Keeping out of competition
Ameren announced this week that the Federal Energy Regulatory Commission (FERC) has approved its request to divest its merchant generation business to ex-competitor Dynegy (NYSE:DYN).
"Receipt of these FERC approvals and the agreement with Rockland are key steps forward in executing our plan to divest the merchant generation business," said Martin Lyons, Jr., Ameren executive vice president and CFO. "These divestitures are a key component of our strategy of focusing on our rate-regulated operations and allocating our growth capital to higher return opportunities. Our planned investments in transmission, distribution and generation infrastructure will help ensure reliable service for our customers and drive enhanced shareholder value."
Ameren and Dynegy operate in similar spots all over Illinois, and this latest move will allow Ameren its clean exit, while Dynegy will capture increasing economies of scale.
The move will add 4,119 MW of net capacity to Dynegy's Illinois operations, almost doubling its current fleet size. And while many companies are cutting out coal, Dynegy's latest additions are all coal-fired when operating as baseload plants.
Dynegy is pushing hard to keep coal, and spent around $1 billion on various emissions reduction technology between 2005 and 2012. While the deal is expected to be completed in Q4 2013, the utility will still need to secure approval from the Illinois Pollution Control Board before it's officially allowed to add on more coal.
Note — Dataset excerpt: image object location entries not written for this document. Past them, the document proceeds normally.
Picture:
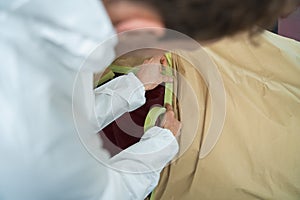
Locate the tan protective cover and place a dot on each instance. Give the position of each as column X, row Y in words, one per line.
column 258, row 153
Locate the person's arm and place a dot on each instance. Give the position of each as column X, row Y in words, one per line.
column 138, row 167
column 126, row 93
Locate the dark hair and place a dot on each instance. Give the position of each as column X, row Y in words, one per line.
column 212, row 19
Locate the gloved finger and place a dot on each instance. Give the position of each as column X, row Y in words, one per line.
column 168, row 107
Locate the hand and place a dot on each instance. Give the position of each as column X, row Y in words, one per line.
column 170, row 122
column 150, row 73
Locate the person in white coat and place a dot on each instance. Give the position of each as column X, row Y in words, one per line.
column 42, row 45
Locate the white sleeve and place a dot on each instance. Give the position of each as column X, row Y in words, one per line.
column 123, row 94
column 136, row 170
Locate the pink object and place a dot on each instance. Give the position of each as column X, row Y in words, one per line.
column 290, row 26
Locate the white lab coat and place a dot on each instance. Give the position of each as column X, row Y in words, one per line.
column 42, row 44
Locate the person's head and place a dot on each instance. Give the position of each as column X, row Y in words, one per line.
column 200, row 19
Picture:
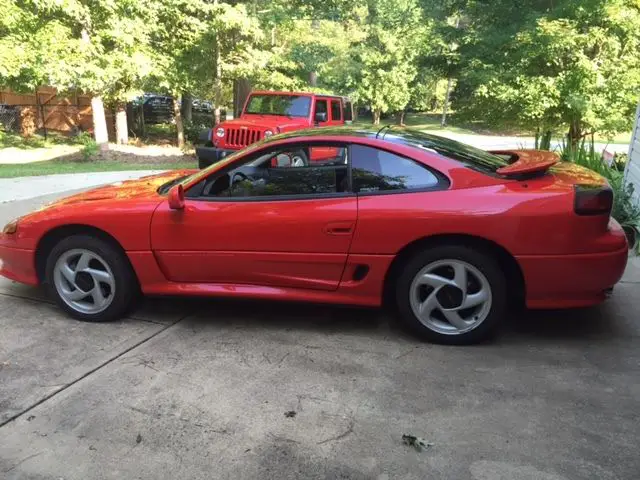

But the deal ain't done yet
Ameren's switch to regulated earnings is enough to make any investor salivate, but its divestiture has been tough. Although financial details weren't disclosed in this latest press release, Dynegy is undoubtedly paying bottom dollar for these polluting power plants. Pleading tough times, Ameren has avoided adding on soot-control equipment to its coal plants, a move that the Pollution Control Board might not tolerate from "willing buyer" Dynegy.
If the Board doesn't extend the same waiver to Dynegy, the Associated Press reports that Dynegy's Board of Directors "would have to reevaluate" the seemingly solid deal.
The future of this deal relies on fickle regulators, which is never a good thing. Dynegy has proven that it's willing to pay to cut coal pollution, and its deal with Ameren should reflect those expected costs. American Electric Power (NYSE:AEP) won the Edison Award this year for one of the cleanest coal plants around, pulling a record-breaking 39% efficiency from low-sulfur coal at its $1.7 billion 600 MW plant. Duke Energy (NYSE:DUK) opened the doors on its own 618 MW coal-fired plant in June that uses advanced gasification technology to produce 10 times the power of its predecessor plant with 70% fewer emissions.
Cleaner coal is possible – but it comes at a price. Ameren is opting out, and for utilities like American Electric Power and Duke Energy, their willingness to pay is at least allowing them to use this energy source for the short-term future. But Dynegy's strategy is risky business, and investors would do well to wait this one out before making any major moves.